For those planning a transition to the vertical technique over implants, 2 issues must be addressed. One is to recognize the dramatic stacking of projecting technique over projecting implant requiring more skin. Traditional tailor tacking is misleading and potentially dangerous in this setting as it is oblivious to the intervening step of wedge excision and pillar approximation. The 3 methods of tension management including 3D tailor tack completely manage these dynamics. Another consequence of the vertical method is breast narrowing and, thus, less visible breast lateral to nipple. Frontal view can give the impression of a laterally displaced nipple, more apparent in keel-shaped chests and breasts that have a more lateral footprint or rest on a narrow side of chest (see video, Supplemental Digital Content 6, which demonstrates this on her left more narrow side. This video is available in the “Related Videos” section of the Full-Text article on PRSGlobalOpen.com or at http://links.lww.com/PRSGO/B77).

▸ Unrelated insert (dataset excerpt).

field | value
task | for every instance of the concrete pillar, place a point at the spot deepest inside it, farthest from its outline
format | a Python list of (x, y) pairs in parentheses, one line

A vertical method of mastopexy that includes unique tension management steps and complete implant isolation from cut parenchyma appears to offer advantages in softness, safety, and patient satisfaction. Breast-Q indicates this method’s high level of satisfaction. A repeat of Spear’s survey designed for augmentation mastopexy gives a more detailed look at patient-specific postoperative concerns and confirms high patient satisfaction, but a direct comparison with Spear’s skin tightening types of lifts lacks statistical significance.